Blood Glucose to be tested for all indoor patients

Posted by: admin on: May 11, 2012

All inpatients’ blood glucose level to be tested irrespective of patient being diabetic or not, as per the new guideline.


The Endocrine Society recently released new clinical practice guidelines recommending that all patients have their blood-glucose levels tested upon admission to the hospital, even if they haven’t been diagnosed with diabetes. The guidelines were developed by a task force appointed by The Clinical Guidelines Subcommittee of The Endocrine Society and chaired by Guillermo Umpierrez, MD, from Emory University in Atlanta. The published recommendations are the consensus of several organizations.

According to the article, hyperglycemia affects 32% to 38% of patients in community hospitals and occurs not only in patients with known diabetes, but also in those with previously undiagnosed diabetes.

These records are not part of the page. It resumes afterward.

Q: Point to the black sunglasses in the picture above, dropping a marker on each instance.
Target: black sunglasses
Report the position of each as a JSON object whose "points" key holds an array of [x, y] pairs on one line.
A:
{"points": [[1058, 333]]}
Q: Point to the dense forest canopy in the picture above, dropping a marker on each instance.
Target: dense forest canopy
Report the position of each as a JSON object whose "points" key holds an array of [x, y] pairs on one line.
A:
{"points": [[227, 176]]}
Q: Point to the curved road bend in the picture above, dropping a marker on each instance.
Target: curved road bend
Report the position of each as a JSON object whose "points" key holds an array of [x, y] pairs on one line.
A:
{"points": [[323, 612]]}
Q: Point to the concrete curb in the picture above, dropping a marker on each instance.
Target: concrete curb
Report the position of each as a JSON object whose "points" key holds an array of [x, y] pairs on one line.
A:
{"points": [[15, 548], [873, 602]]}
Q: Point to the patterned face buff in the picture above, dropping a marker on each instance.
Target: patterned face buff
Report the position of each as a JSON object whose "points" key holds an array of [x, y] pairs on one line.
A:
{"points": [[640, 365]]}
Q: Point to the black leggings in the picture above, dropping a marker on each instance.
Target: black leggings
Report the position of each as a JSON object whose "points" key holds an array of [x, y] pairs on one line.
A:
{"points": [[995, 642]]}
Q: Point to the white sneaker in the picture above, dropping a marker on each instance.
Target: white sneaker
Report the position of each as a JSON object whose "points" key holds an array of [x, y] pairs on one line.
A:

Some patients develop stress hyperglycemia during an acute illness that resolves prior to discharge.

“The association between hyperglycemia in hospitalized patients (with or without diabetes) and increased risk for complications and mortality is well established,” the authors wrote. “This association is observed for both admission glucose and mean BG level during the hospital stay.”

The goal of the task force was to develop practical and safe glycemic goals as well as protocols and procedures for achieving the goals.

Specific recommendations in the society’s guideline include:

  • All patients, independent of a prior diabetes diagnosis, should undergo laboratory blood-glucose testing on admission.
  • For most hospitalized patients with noncritical illness, the recommended premeal glucose target is less than 140 mg/dL and the recommended target for a random blood-glucose level is less than 180 mg/dL.
  • Glycemic targets should be modified according to clinical status.
  • Patients with diabetes who receive insulin at home should be treated with a scheduled regimen of subcutaneous insulin while they are hospitalized.
  • Patients with type 1 diabetes and most patients with type 2 diabetes who undergo surgery should be treated with intravenous continuous insulin infusion or subcutaneous basal insulin with bolus insulin as-needed
  • All patients with high glucose values) on admission, and all patients receiving enteral or parenteral nutrition, should be monitored with bedside capillary point-of-care glucose testing, independent of diabetes history..
  • All patients with type 1 and type 2 diabetes should be transitioned to scheduled subcutaneous insulin therapy at least 1 to 2 hours before intravenous continuous insulin infusion is discontinued.